Whether a woman is unmarried by choice or circumstance, she may be victim social or professional discrimination. Some single women face paradoxical stereotypes: the power-hungry professional only interested in personal gain and manipulation of other men and women, and the unattractive, superfluous spinster who eventually becomes embittered in her loneliness. Both images suggest unmarried women's lack of femininity, humanity and "normal" sexuality; and consequentially support the belief that a woman's life is at best, meaningless, and at worst, destructive without a husband.
The term "spinster", derived from "a woman who spins", refers to the custom in which women were expected to spin woollen yarn in order to become attractive as housewives.

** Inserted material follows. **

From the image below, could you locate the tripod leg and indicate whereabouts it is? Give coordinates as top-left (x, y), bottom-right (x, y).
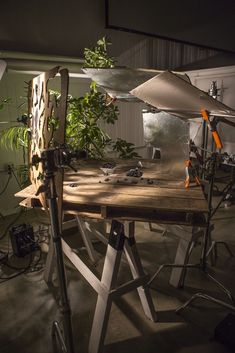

Thus, a woman considered a spinster was a woman unable to find a husband, and consequently, a woman who would spend the rest of her single life spinning woollen yarn.
In some rural African societies, it is considered a dismal misfortune when a woman does not marry and have children.
A 1993 UK report suggests that as women grow older, their chances for marrying decrease, despite the fact there are more single men (divorced, widowed or never married) than single women (of all ages, except those in their late forties). The report found that men, particularly those previously married, tended to look for partners at least 10 year younger than themselves. A 1991 census cited there were 390,000 unattached women aged 40-44 to every 228,000 men aged 45-49 in the UK.
The single woman has come to represent infertility, in her lack of a husband to father a child. To some this "infertility" is a menace to procreation, which deems the unmarried woman contradictory to life.
Stereotypes about unmarried women may be generated by men and other women who are intimidated by signs of female independence, which need not be threatening at all. In turn, such stereotypes may force single women into feelings of shame and obligation to eventually marry.